May 18 was the 78th anniversary of Moscow’s forced deportation of the entire Crimean Tatar people from their homeland to Central Asia in 1944. Soviet dictator Joseph Stalin said the Tatars were all agents of the Nazis. The date is marked annually by Tatars in Crimea and across Ukraine. Despite a ban on Tatar actions imposed for the past eight years since Russian troops seized and occupied the peninsula, hundreds gathered solemnly at a memorial monument in Kerch.
Over two days in 1944 over 200,000 Tatars were herded into cattle cars, locked in, and taken by rail deep into Russia, above. Over half died during the journey and by privation over the next two years.
After the collapse of the Soviet Union in 1991, waves of Tatars began returning home, to discover their homes had been seized under Moscow’s attempts to “Russify” the population. Today the Tatars, the native people of Crimea, make up some 12% of the population. With Ukraine’s independence in 1991, Tatar culture flowered and identification with Ukraine expanded.
But in 2014, after the popular Maidan uprising, Putin responded by using his thousands of naval troops — stationed in Crimea under an earlier agreement with Kyiv — to take power, oust Ukrainian forces and crush independent mobilization by Tatars. Their organizations, like the Mejlis, their national council, and its leaders, were banned. Newspapers and schools were closed down and cultural institutions shuttered.

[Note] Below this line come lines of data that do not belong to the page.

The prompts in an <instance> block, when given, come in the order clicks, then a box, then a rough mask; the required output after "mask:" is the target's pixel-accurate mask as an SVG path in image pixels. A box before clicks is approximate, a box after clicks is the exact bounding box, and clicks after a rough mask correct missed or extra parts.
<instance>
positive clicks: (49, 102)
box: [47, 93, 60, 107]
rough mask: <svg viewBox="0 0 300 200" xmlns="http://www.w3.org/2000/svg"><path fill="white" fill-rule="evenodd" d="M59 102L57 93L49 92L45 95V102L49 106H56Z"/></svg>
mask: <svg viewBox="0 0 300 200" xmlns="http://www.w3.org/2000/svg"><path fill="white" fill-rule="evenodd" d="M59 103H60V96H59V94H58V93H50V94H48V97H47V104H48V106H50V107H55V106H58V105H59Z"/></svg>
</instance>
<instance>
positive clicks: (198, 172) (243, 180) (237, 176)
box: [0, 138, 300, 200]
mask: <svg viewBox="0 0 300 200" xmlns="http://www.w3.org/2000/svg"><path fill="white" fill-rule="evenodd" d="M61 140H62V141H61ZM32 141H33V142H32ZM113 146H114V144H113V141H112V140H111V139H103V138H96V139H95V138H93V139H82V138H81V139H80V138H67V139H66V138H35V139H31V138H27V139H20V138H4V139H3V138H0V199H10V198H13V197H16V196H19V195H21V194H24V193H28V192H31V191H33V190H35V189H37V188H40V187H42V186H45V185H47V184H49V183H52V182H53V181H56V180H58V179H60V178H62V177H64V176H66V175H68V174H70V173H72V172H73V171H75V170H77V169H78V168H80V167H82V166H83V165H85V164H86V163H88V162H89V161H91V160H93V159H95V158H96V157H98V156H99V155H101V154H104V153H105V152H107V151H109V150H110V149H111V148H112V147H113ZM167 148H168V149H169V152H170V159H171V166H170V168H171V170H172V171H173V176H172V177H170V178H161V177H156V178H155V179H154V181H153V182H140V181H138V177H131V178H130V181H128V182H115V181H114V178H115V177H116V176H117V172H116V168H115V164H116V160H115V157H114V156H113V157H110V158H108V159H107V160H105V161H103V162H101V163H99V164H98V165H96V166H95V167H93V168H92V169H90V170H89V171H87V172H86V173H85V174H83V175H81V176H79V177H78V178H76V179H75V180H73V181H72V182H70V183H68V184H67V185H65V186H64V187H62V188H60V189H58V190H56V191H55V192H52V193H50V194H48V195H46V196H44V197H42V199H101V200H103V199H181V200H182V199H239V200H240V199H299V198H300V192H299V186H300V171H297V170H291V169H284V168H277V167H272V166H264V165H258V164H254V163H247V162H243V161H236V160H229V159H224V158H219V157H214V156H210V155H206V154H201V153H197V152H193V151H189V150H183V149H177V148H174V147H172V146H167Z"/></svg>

The Russian government cracked down on all opposition, arresting and framing up any Tatars who spoke out.
Moscow has doubled down on its repression since its invasion of Ukraine. “Since the beginning of Russia’s total war against Ukraine, a large number of Crimean Tatar civic activists and journalists” have been sentenced to 12-to-19 years in jail on fabricated criminal charges, Halya Coynash of the Kharkiv Human Rights Protection Group, said.